TCheck.lhs

TCheck module defines tInfer action that does type inference using unification.

> {-# LANGUAGE FlexibleContexts #-}
>
> module TCheck where
>
> import qualified Data.Map as Map
> import Data.List ((\\))
> import qualified Control.Monad as M
> import qualified Control.Monad.Error as E
>
> import LangData
> import LangUtils
> import Type
> import CoreLib (builtinSubst)
> import Utils
> import TIMonad
> import PosMonad
> import Error
>
> tInfer :: (MonadTI m, MonadPos m, E.MonadError Err m) => Val -> m Type
> tInfer (At pos e) = do
>     setSourcePos pos
>     tInfer e

For Val value constructed with At data constructor, set current SourcePos to the given pos and type infer e. When something fails later on, the saved SourcePos can be retrieved and be reported.

> tInfer (Int _) = return tInt
> tInfer (Bool _) = return tBool
> tInfer (Float _) = return tFloat
> tInfer (Char _) = return tChar
> tInfer (Str _) = return $ list tChar

For above literals (Int, Bool, ...) just return corresponding built-in types (Int, Bool, ...).

> tInfer (PrimFun x) = do
>     s <- getSubst
>     case Map.lookup x s of
>         Just ts -> do
>             t <- toType ts
>             return t
>         otherwise -> throwErr ("primitive function not found: " ++ x)

For built-in functions (PrimFun), find the type of it in the current substitution (type variable and type mapping).

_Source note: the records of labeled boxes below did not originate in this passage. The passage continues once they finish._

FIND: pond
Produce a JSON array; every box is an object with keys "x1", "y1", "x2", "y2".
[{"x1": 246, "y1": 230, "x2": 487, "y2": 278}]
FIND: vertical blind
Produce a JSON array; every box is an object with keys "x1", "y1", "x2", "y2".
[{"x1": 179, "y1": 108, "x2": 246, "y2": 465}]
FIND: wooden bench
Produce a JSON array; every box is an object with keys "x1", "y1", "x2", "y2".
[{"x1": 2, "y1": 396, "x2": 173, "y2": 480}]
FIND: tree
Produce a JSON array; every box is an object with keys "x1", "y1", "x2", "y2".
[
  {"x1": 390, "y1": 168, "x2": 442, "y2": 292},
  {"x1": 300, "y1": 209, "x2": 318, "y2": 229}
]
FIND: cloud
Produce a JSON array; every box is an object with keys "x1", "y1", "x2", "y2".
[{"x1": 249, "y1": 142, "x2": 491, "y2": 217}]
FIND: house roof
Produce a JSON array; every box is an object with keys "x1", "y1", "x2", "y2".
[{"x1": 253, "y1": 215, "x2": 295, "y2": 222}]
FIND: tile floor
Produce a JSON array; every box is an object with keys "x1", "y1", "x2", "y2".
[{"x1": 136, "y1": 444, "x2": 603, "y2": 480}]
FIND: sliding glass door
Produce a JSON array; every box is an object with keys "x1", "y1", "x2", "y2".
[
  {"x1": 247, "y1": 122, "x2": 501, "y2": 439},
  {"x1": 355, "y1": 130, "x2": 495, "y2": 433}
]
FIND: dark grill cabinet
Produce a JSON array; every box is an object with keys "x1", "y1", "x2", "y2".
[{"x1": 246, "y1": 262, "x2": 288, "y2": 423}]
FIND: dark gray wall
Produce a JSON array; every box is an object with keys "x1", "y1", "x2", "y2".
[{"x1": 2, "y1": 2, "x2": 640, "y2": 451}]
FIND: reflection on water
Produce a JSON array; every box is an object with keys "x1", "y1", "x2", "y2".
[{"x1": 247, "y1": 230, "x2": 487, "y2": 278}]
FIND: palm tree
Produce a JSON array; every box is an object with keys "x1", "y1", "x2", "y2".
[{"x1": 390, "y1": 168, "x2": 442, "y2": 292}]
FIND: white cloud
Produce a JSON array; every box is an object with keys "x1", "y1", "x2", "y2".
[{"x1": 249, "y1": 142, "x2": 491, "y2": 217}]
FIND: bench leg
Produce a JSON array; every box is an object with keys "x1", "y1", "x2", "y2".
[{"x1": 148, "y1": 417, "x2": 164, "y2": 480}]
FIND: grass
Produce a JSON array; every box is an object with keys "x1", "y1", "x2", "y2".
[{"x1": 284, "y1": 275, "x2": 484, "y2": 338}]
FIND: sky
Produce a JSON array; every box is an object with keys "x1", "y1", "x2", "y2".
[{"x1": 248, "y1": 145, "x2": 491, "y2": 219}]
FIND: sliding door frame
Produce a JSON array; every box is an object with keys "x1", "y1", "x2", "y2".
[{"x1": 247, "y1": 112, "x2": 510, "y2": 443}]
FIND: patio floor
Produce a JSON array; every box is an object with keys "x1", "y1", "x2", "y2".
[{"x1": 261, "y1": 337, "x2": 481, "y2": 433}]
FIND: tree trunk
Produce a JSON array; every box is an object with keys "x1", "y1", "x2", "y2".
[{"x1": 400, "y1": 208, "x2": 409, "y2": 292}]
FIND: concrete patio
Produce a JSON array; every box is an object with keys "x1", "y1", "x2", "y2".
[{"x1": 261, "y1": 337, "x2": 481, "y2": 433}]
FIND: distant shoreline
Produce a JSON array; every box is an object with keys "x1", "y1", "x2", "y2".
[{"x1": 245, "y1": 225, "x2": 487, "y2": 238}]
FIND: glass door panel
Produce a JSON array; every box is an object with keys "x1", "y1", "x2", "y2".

When it's not found, throwErr (it throws error with current SourcePos). When it's found, instantiate the bound type scheme using toType. For example, built-in function fst has type (a, b) -> a where a and b are universally quantified (forall a b. (a, b) -> a). So, toType will update universally quantified type variables in the type of fst, a and b, with fresh variables. Otherwise, there can be errors when many functions use the same type variable a and b. For example, once a is bound to Int because of fst (1,"hello"), inferring type of head "123" can fail because type of head, [a] -> a uses the same type variable, a.

> tInfer (List []) = do
>     v <- newTVar
>     return $ list v

Type of an empty list is [a] where a is a fresh type variable.

> tInfer (List l) = do
>     ts <- mapM tInfer l
>     if allEqWith tEq ts
>         then
>             return (list (head ts))
>         else
>             throwErr ("not homogeneous list: " ++ show (List l))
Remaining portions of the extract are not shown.